The cleantech annus horribilis shows no signs of respite yet, as industry darlings keep dropping like flies. So far this year we’ve lost a bucket of solar companies (Solyndra, Evergreen Solar, SpectraWatt, and Stirling Energy – and I suspect nobody knows what’s going on at First Solar anymore), as well as two EV manufacturers, Green Vehicles and Th!nk. I guess Range Fuels isn’t technically bankrupt, but they’re functionally dead.
BCON's been rolling downhill since the DOE loan guarantee announcement in mid-2009 [Google Finance].
(I actually want to write off Solyndra from that list, because frankly the whole idea of building millions of dollars of custom equipment to put CIGS on a weird form factor never made sense to me in the first place.)
The big news this week is the Beacon Power bankruptcy, which I have no doubt will fuel the anti-green energy crowd. The WSJ is sure to continue getting cheap hits out of its series of hand-rubbingly gleeful editorials crowing over cleantech failures. Beacon’s financial woes are well documented, however the company was by far the market leader in the flywheel electricity storage sector. This lead to questions about the viability of flywheel storage in particular and grid-scale energy storage in general.
The big thread running through all these disasters is pretty simple. It’s fundamentally about the race between your burn rate and how fast you can break into the market and start generating revenues. Sure, every business is different and has differing amounts of technology risk. Irrespective of how great your technology is, if nobody’s buying your products and you’re spending millions of dollars per month, you’re a dead duck. And as I argued in a prior column, the energy industry doesn’t like new technology, so avoiding this trap is hard. I think Evergreen Solar was a pretty good example of this, and I certainly think the same applied to Beacon.
Speaking specifically to Beacon’s problems, I personally think they couldn’t convince customers of the value of buying short-term storage (a chasm-crossing problem). (The DOE press release on the bankruptcy states that “declining natural gas prices and increased competition from additional generation bidding into the regulation market” ruined Beacon’s value proposition.) Walter Nasdeo at Ardour Capital, in a slightly different take, thinks they fell into the proverbial valley of death. He was quoted by REW stating that “the problem was that it could not find the financing to build any subsequent plants.” In any case, whether you blame the utilities for not buying or their financiers for not helping them sell, Beacon’s commercialization efforts just couldn’t keep up with their high burn rate and rapidly diminishing sources of credit.
Does this latest bankruptcy also indicate that government intervention isn’t economically worthwhile in cleantech? Frankly, it doesn’t matter much in the long run.
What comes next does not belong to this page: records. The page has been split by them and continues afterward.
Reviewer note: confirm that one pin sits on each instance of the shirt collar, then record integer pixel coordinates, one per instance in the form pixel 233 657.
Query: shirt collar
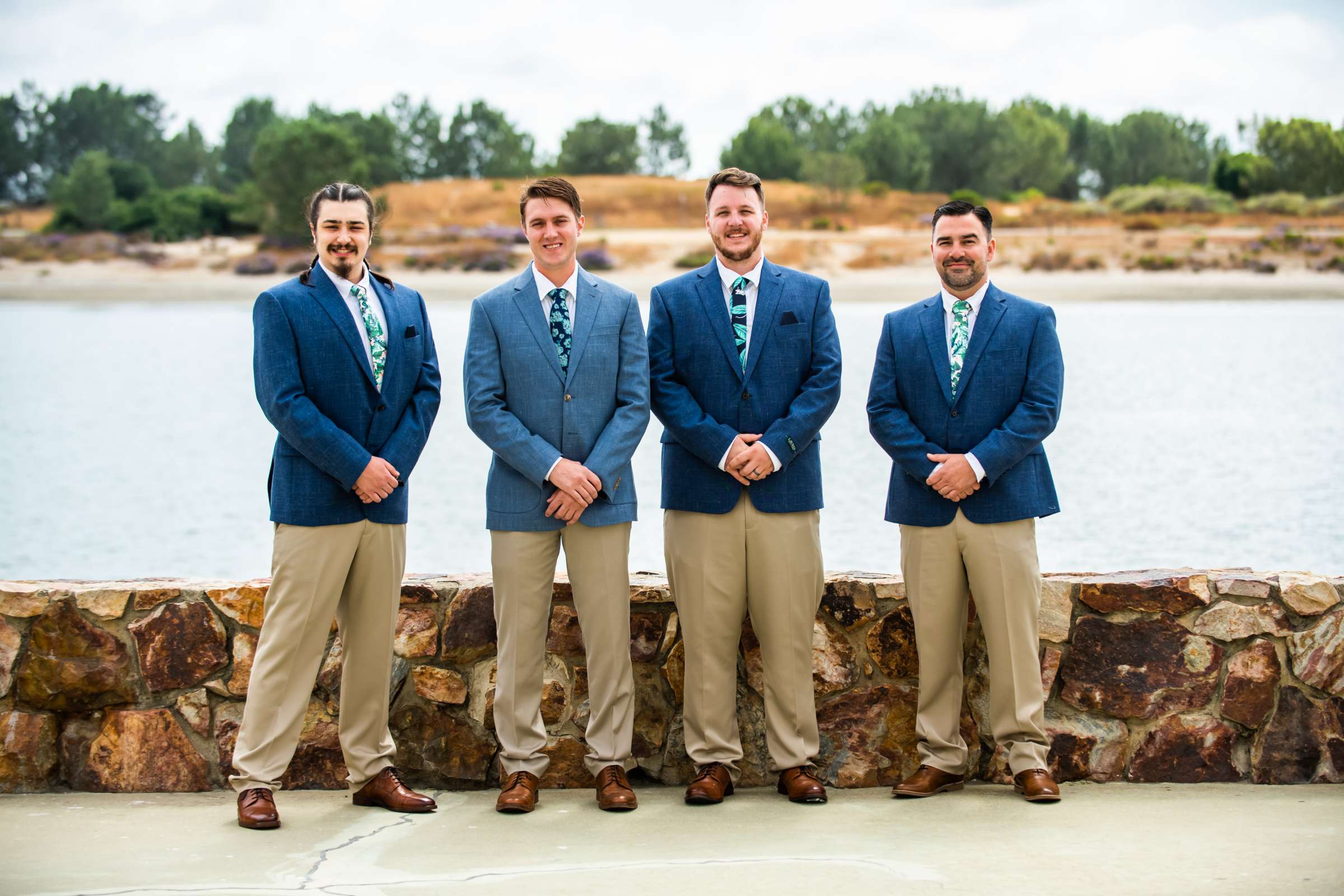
pixel 948 298
pixel 729 276
pixel 343 285
pixel 545 285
Personally, I think market-based incentives like feed-in tariffs and cap-and-trade mechanisms can be great, and are far preferable to having the government pick winners and losers on a pork-barrel basis. However, it’s hardly a secret that both types of assistance are set to get slashed globally as governments trim their budgets. (The U.K. and Germany are disemboweling their popular FITs, it’s just been revealed.) So either way, these businesses are going to have to stand on their own two feet. Beacon got a nice FERC ruling a while ago, but that clearly paled into insignificance next to its clamoring hordes of creditors.
The many flavors of electricity storage [Electricity Storage Association].
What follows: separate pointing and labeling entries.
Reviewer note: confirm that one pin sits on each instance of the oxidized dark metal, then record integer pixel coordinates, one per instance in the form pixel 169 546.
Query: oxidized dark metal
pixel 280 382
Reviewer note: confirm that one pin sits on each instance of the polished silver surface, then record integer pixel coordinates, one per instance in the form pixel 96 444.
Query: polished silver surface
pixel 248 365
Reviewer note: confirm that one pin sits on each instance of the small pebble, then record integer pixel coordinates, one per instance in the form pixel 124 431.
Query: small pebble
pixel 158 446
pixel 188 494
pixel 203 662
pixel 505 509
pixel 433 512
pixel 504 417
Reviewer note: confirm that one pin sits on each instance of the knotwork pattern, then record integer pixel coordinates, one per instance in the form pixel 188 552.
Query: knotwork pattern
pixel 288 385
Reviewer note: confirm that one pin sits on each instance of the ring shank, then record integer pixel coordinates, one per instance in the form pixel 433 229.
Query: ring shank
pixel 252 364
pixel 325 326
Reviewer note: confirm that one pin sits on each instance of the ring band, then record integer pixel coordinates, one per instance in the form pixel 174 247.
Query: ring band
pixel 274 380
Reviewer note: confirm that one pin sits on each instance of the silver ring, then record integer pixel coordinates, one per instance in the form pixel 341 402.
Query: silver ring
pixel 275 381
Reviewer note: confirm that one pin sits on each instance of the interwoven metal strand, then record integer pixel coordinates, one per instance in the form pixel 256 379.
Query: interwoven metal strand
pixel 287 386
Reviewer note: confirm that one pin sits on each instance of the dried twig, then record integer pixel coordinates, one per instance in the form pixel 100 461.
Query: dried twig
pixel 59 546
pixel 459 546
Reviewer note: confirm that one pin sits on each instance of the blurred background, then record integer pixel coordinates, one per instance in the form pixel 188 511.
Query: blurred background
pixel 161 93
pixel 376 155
Getting back to energy storage, its market benefits are well-researched, and Beacon was hardly the only game in town. Just in the flywheel space, I can list Temporal Power, Velkess and Amber Kinetics. Temporal uses rare earth permanent magnets, which could save them operating losses, but also opens some supply chain criticism. Velkess uses a flexible rotor and Amber Kinetics seems to be hiding in stealth mode, but I believe uses some sort of steel wire rotor (the advantages of which I’m uncertain). All three, of course, claim to produce a solution with lower cost and dramatically less standby losses than Beacon’s. The next month will be interesting for all three of them.